Так или иначе, но весть о том, что великое литовское посольство прибывает в Оршу, достигло Смоленска только 10 января 1570 г. Прошло еще две недели, и в Смоленске же было получено письмо от Филона Кмиты о том, что великие послы приехали в Оршу и готовы двинуться дальше. 30 января к смоленским воеводам было доставлено новое письмо оршанского старосты, которым он извещал их о времени прибытия послов на границы и сообщал подробный перечень-реестр посольской свиты. Посольство действительно было великим не только по названию. С главою его Яном Скротошиным было его свиты 242 человека и 295 коней, с минским каштеляном Миколаем Талвошем ехала свита, состоявшая из 257 человек всякого звания и еще 300 коней. Свою свиту имели и другие великие послы, так что общая численность всего посольства составляла 718 человек и 900 коней, которых всех надо было накормить-напоить, предоставить кров и т. д.949 Одним словом, принимать великое посольство было весьма дорогостоящим и накладным для казны и земли, с которой сбирались и деньги, и провиант с фуражом для послов и их свиты, делом.
Хлопотным было дело встречи столь большого посольства еще и потому, что при таком значительном числе сопровождавших послов лиц трудно было обеспечить порядок во время шествия их от литовско-русского рубежа к столице.

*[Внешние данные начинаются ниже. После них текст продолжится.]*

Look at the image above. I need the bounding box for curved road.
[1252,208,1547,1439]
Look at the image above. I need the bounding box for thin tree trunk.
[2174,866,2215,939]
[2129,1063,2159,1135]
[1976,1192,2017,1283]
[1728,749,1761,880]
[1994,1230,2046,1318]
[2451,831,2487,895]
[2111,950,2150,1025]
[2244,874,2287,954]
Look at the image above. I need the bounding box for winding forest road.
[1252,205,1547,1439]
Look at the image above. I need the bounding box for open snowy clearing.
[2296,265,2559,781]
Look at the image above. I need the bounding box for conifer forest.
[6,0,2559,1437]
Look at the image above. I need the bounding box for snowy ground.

В наказ приставам, которые встречали и сопровождали послов, не случайно были включены следующие слова: «Да и того им (приставам. – В. П.) беречи, чтоб литовские люди корму никакова ни у кого силно не имали и обиды от них крестьяном нигде никаковы не было», если же таковые обиды все же случатся, то приставам надлежало «послом о том говорити, чтоб людей своих велели унимати, в том бы себе нечти не чинили»950. Естественно, памятуя о том, что посол не только выполнял свои дипломатические функции, но был также и разведчиком-«шпегком» в неприятельском стане, в наказе приставам упоминалось также и об их обязанности всеми силами стремиться к тому, чтобы надежно изолировать послов и их людей от возможного общения с местными жителями951.